Von der kleinen Sackkarre zum tonnenschweren Kran

Ein Wahrzeichen Bremens: Die Roland-Statue am Marktplatz

Ein Wahrzeichen Bremens: Die Roland-Statue am Marktplatz

Aber nicht nur der Name sei moderner geworden, überhaupt habe sich das Leben im Hafen grundlegend verändert, sagt der Bremer. Menschen und Schiffe seien dort Mangelware geworden. Wegen der hohen Liegegebühren hielten sich Schiffe nur noch stundenweise in den Hafenbecken auf.

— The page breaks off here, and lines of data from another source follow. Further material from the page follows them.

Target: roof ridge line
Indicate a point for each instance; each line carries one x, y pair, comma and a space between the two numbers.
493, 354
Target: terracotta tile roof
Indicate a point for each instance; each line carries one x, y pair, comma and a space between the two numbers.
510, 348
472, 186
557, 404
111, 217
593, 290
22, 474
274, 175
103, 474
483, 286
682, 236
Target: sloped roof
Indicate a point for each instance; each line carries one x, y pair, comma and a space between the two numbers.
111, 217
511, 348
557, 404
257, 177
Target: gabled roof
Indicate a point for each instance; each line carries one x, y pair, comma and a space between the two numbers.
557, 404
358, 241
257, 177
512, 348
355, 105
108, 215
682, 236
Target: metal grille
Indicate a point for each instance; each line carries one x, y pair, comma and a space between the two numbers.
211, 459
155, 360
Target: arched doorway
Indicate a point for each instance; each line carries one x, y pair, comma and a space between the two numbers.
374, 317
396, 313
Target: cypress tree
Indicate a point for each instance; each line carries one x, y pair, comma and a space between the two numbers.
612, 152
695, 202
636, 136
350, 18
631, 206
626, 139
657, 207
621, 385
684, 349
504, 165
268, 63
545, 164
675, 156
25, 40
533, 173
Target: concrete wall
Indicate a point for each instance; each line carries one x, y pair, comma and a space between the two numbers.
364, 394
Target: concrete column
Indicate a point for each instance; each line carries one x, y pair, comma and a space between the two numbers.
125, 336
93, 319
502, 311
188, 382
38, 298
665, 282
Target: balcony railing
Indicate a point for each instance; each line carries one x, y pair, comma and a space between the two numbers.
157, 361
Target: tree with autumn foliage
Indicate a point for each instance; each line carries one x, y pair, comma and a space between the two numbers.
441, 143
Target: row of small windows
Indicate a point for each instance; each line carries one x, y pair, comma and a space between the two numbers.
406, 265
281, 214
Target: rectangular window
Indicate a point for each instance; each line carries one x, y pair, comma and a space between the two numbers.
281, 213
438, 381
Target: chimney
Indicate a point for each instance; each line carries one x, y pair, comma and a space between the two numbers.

"Früher war Sackgut das Tagesgeschäft." Man brauchte viele Arbeiter, die die Waren mit ihren Sackkarren auf die Schiffe oder von den Schiffen brachten. In den 70er Jahren übernahmen Gabelstapler zunehmend diese Arbeit und dann kamen die Container auf. "Heute wird sogar der Kaffee in Schüttcontainern geliefert", weiß Bräuer. Tonnenschwere Kräne und Gabelstapler hätten die Handarbeit ersetzt.

Radeln am Deich

Obwohl Hans Joachim Bräuer schon sein Leben lang mit Schiffen zu tun hat, ist er eine "Landratte" geblieben. Erst im vergangenen Jahr hat er zum ersten Mal in seinem Leben eine längere Schiffsreise nach Norwegen unternommen. Seine Heimatstadt Bremen liebt er über alles. "Das ist keine hektische Stadt. Hier ist alles überschaubar." Außerdem könne er hier am Besten seinem Lieblingshobby nachgehen, erzählt Bräuer. Und das sei das Fahrradfahren. "Wenn ich mich erholen muss, steige ich schnell aufs Fahrrad und bin sofort am Deich. Und dann kann ich stundenlang radeln."